14. The computer program product of claim 13, further comprising:

instructions for executing a copy command by establishing the second data file with a file header that points to the same data fragments as the first file header.

15. The computer program product of claim 13, further comprising:

instructions for identifying any unique data segment within either of the first and second data files;

instructions for establishing each unique data segment as a dedicated data fragment; and

instructions for modifying file headers associated with either of the first and second data files so that each file header points to any dedicated data fragment that is part of the associated data file.

16. The computer program product of claim 13, wherein the instructions for determining that first and second data files include an identical data segment and at least one unique data segment, further comprise:

instructions for producing a data stream associated with each of the first and second data files, each data stream comprising the output of an algorithm that produces a representative bit for each of sequence of bytes in the data file;

instructions for identifying portions of the data stream associated with the first data file containing a sequence of bits in common with the data stream associated with the second data file, wherein the sequence of bits exceeds a certain minimum sequence length;

instructions for performing a bit-by-bit comparison of only those segments of the first and second data files that were used to produce the identical portions of the data streams; and

instructions for identifying an identical data segment as that segment of the first and second data files that are bit-by-bit identical.

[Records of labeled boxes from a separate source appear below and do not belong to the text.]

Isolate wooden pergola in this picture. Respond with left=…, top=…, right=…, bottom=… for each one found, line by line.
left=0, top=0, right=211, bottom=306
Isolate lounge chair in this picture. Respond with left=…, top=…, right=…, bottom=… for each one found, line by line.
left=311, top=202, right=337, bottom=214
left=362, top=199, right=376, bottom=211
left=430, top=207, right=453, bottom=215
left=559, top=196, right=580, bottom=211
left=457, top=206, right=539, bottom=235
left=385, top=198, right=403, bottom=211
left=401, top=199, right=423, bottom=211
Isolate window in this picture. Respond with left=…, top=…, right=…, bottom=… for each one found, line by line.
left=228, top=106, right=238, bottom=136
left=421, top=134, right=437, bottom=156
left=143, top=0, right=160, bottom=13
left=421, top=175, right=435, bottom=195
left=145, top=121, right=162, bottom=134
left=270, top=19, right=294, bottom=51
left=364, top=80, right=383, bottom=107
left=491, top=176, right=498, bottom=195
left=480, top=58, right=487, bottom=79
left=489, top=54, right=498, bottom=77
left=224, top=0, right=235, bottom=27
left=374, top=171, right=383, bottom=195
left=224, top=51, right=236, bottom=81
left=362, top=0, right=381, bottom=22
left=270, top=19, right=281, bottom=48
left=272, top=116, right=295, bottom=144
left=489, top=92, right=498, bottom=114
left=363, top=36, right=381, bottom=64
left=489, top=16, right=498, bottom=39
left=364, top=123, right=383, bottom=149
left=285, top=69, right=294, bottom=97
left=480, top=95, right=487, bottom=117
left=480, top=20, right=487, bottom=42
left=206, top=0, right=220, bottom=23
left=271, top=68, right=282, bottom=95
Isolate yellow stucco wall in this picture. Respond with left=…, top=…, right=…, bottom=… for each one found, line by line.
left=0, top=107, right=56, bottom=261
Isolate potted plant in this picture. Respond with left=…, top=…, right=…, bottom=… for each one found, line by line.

17. The computer program product of claim 13, further comprising:

instructions for determining whether the identical data segment has a length greater than a set point length.

18. The computer program product of claim 17, wherein the set point length is a value calculated as a function of additional file header segment storage lengths necessary to accommodate reclaiming one of the identical data segments.

19. The computer program product of claim 15, further comprising:

instructions for storing the unique segments of the first and second data files adjacent the shared data segment, wherein the unique segments of the first and second data files are maintained in sequence relative to the shared data segment.

20. The computer program product of claim 19, wherein the unique data segments of the first and second data files are intermingled.

21. A method of comparing first and second data fragments, comprising the steps of:

producing a comparison data stream associated with each of the first and second data files, each data stream comprising the output of an algorithm that produces a representative bit for each block of data in the data file;

identifying portions of the comparison data stream associated with the first data file that contains a sequence of representative bits that is identical with a sequence of representative bits contained in the comparison data stream associated with the second data file, wherein the identical sequence of representative bits exceeds a certain minimum sequence length;

performing a bit-by-bit comparison of only those segments of the first and second data files that were used to produce the identical sequences of the comparison data streams; and

22. The method of claim 21, wherein the step of identifying identical portions of the comparison data streams includes an iterative process of comparing a search fragment against a candidate fragment, then advancing the position of the search fragment by one bit relative to the second candidate fragment.

23. The method of claim 21, wherein the data fragments are data files.

24. The method of claim 21, wherein the block of data is a byte or group of bytes.